Alors que, dans un premier temps, le 15 octobre 2001, la Commission des finances du Conseil des Etats avait posé de nombreuses questions sur le projet, notamment au sujet de la coordination avec la nouvelle péréquation financière et du financement, de la répartition et du controlling, et après qu'une minorité eut même estimé que la commission devrait proposer à la CSEC-E (dans un co-rapport) le rejet de ce crédit d'engagement (100 millions de francs répartis sur 5 ans), la commission des finances du CN a porté un jugement encore plus sévère sur l'« Initiative PPP-ésn » en proposant, quatre jours plus tard, le renvoi du projet au Conseil fédéral.
Il n'est donc pas étonnant dans ce contexte que la CSEC-CE - siégeant en présence du conseiller fédéral Pascal Couchepin - ait consacré beaucoup de temps et d'attention à l'étude de ce dossier. Outre les préoccupations exprimées par la Commission des finances, d'autres points majeurs ont été évoqués tels que la conformité à la constitution ou l'ingérence dans les compétences cantonales. La commission a entendu deux représentants de la Conférence suisse des directeurs cantonaux de l'instruction publique (CDIP) et de la Conférence suisse des directeurs des travaux publics, de l'aménagement du territoire et de la protection de l'environnement (DTAP). Les explications fournies par ces « porte-parole » des cantons, s'ajoutant aux précisions apportées par l'administration, ont pu dissiper en grande partie les doutes émis par les membres de la commission. La discussion a mis en avant l'effet de catalyse et le caractère d'impulsion de ces crédits fédéraux. Il était précisé que dans quelques années tous les enseignants seraient de toute manière en mesure d'intégrer, sans difficultés, les ICT dans leur enseignement. La crainte de voir le projet grever les finances au delà des cinq années initialement prévues ne sont donc pas fondées.

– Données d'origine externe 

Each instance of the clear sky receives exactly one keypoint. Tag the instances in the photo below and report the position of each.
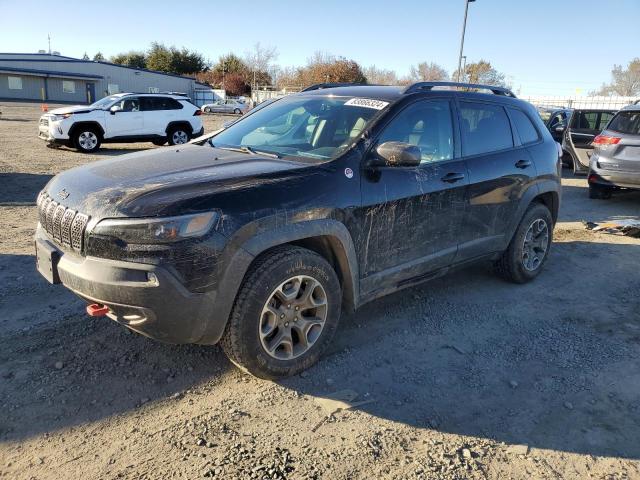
(544, 47)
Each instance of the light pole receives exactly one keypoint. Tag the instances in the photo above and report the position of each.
(464, 27)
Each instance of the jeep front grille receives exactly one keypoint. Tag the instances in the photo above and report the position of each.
(65, 226)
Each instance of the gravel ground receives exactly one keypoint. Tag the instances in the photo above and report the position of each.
(466, 377)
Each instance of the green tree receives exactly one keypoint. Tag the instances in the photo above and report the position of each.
(131, 59)
(428, 72)
(159, 58)
(482, 72)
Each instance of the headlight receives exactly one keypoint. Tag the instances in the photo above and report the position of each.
(156, 230)
(57, 118)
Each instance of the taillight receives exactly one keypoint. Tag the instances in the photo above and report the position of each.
(606, 140)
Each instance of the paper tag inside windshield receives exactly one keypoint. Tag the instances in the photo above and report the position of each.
(367, 103)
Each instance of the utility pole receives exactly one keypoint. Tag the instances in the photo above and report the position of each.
(464, 27)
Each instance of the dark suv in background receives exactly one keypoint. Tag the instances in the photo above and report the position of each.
(615, 162)
(319, 202)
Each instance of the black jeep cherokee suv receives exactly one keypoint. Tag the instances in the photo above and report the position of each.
(322, 200)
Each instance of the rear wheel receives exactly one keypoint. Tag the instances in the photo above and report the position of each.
(86, 140)
(529, 247)
(599, 192)
(178, 136)
(285, 314)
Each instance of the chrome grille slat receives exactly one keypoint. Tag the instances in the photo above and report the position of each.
(50, 209)
(57, 221)
(65, 226)
(77, 231)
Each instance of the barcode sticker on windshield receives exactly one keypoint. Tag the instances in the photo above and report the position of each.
(367, 103)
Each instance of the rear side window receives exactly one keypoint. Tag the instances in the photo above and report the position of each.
(605, 118)
(485, 128)
(525, 129)
(160, 103)
(626, 122)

La commission a approuvé le projet de loi et l'arrête de financement par 10 voix contre 0 et 2 abstentions.
En outre, la commission a proposé à l'unanimité d'approuver le « Protocole de Cartagena sur la prévention des risques biotechnologiques relatif à la Convention sur la diversité biologique » (01.041). Cet accord porte sur des aspects de sécurité environnementale et sanitaire liés à l'utilisation des organismes génétiquement modifiés. Il doit garantir que les organismes vivants modifiés à l'aide de la biotechnologie moderne seront transférés, manipulés et utilisés en toute sécurité.
Siégeant les 29/30 octobre 2001 à Delémont, dans le canton d'origine de son président Pierre-Alain Gentil (PS), la commission a saisi l'occasion pour visiter le Centre international pour l'agriculture et les sciences biologiques (Centre for Agriculture and Biosciences International - CABI), organisme auquel la Suisse a adhéré il y a un an et dont le siège se situe dans la capitale jurassienne.